BatchWriteItem operations can affect multiple tables, so BatchWriteCommands do not have a .send(...) method. Instead, they should be performed via the dedicated execute function:

import {
BatchWriteCommand,
execute
} from 'dynamodb-toolbox/table/actions/batchWrite'
import { BatchPutRequest } from 'dynamodb-toolbox/entity/actions/batchPut'
import { BatchDeleteRequest } from 'dynamodb-toolbox/entity/actions/batchDelete'

const pokeCmd = PokeTable.build(BatchWriteCommand).requests(
PokemonEntity.build(BatchPutRequest).item(pikachu),
PokemonEntity.build(BatchPutRequest).item(charizard)
)

const params = pokeCmd.params()

const ashCmd = OtherTable.build(BatchWriteCommand).requests(
TrainerEntity.build(BatchDeleteRequest).key(ashKey)
)

await execute(pokeCmd, ashCmd)
note

Note that batch operations are more efficient than running their equivalent commands in parallel, but do not reduce costs.

Request

.requests(...)

(required)

The BatchPutRequests and BatchDeleteRequests to execute.

.options(...)

Provides additional table-level options:

const command = PokeTable.build(BatchWriteCommand).options({
...
})

You can use the BatchWriteCommandOptions type to explicitly type an object as a BatchWriteCommand options object:

import type { BatchWriteCommandOptions } from 'dynamodb-toolbox/table/actions/batchWrite'

const batchWriteOptions: BatchWriteCommandOptions= {
...
}

const command = PokeTable.build(BatchWriteCommand)
.requests(...)
.options(batchWriteOptions)

Available options:

OptionTypeDefaultDescription
tableNamestring-Overrides the Table name. Mostly useful for multitenancy.
Examples
const command = PokeTable.build(BatchWriteCommand)
.requests(...)
.options({
tableName: `tenant-${tenantId}-pokemons`
})

Execution

import { execute } from 'dynamodb-toolbox/table/actions/batchWrite'

await execute(...batchWriteCommands)
warning

Only one BatchWriteCommand per Table is supported.

Options

The execute function accepts an additional object as a first argument for operation-level options, as well as DocumentClient options such as abortSignal:

await execute(options, ...batchWriteCommands)

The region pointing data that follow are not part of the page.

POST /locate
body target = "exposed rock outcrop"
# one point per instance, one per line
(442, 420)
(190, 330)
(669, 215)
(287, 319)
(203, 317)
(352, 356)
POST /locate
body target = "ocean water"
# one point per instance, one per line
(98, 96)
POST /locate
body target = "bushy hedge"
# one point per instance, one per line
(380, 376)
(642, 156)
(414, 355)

Available options (see the DynamoDB documentation for more details):

OptionTypeDefaultDescription
capacityCapacityOption"NONE"Determines the level of detail about provisioned or on-demand throughput consumption that is returned in the response.

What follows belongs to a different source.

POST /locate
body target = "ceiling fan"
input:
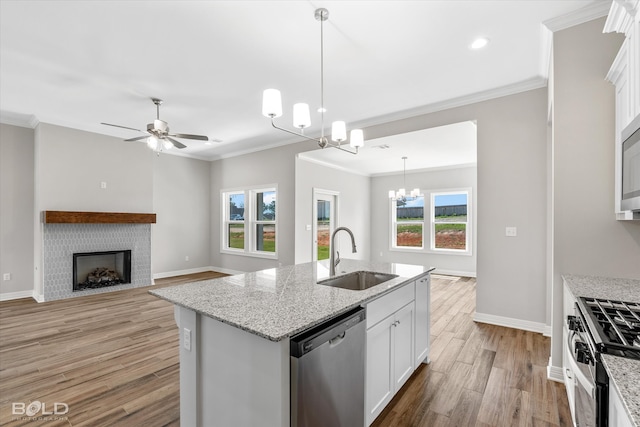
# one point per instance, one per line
(160, 130)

Possible values are "NONE", "TOTAL" and "INDEXES".
metricsMetricsOption"NONE"Determines whether item collection metrics are returned.

Possible values are "NONE" and "SIZE".
documentClientDocumentClient-By default, the documentClient attached to the Table of the first BatchWriteCommand is used to execute the operation.

Use this option to override this behavior.
maxAttemptsinteger ≥ 11A "meta" option provided by DynamoDB-Toolbox to retry failed requests in a single promise.

Note that Infinity is a valid (albeit dangerous) option.
Examples
const { ConsumedCapacity } = await execute(
{ capacity: 'TOTAL' },
...batchWriteCommands
)

Response

The data is returned using the same response syntax as the DynamoDB BatchWriteItem API.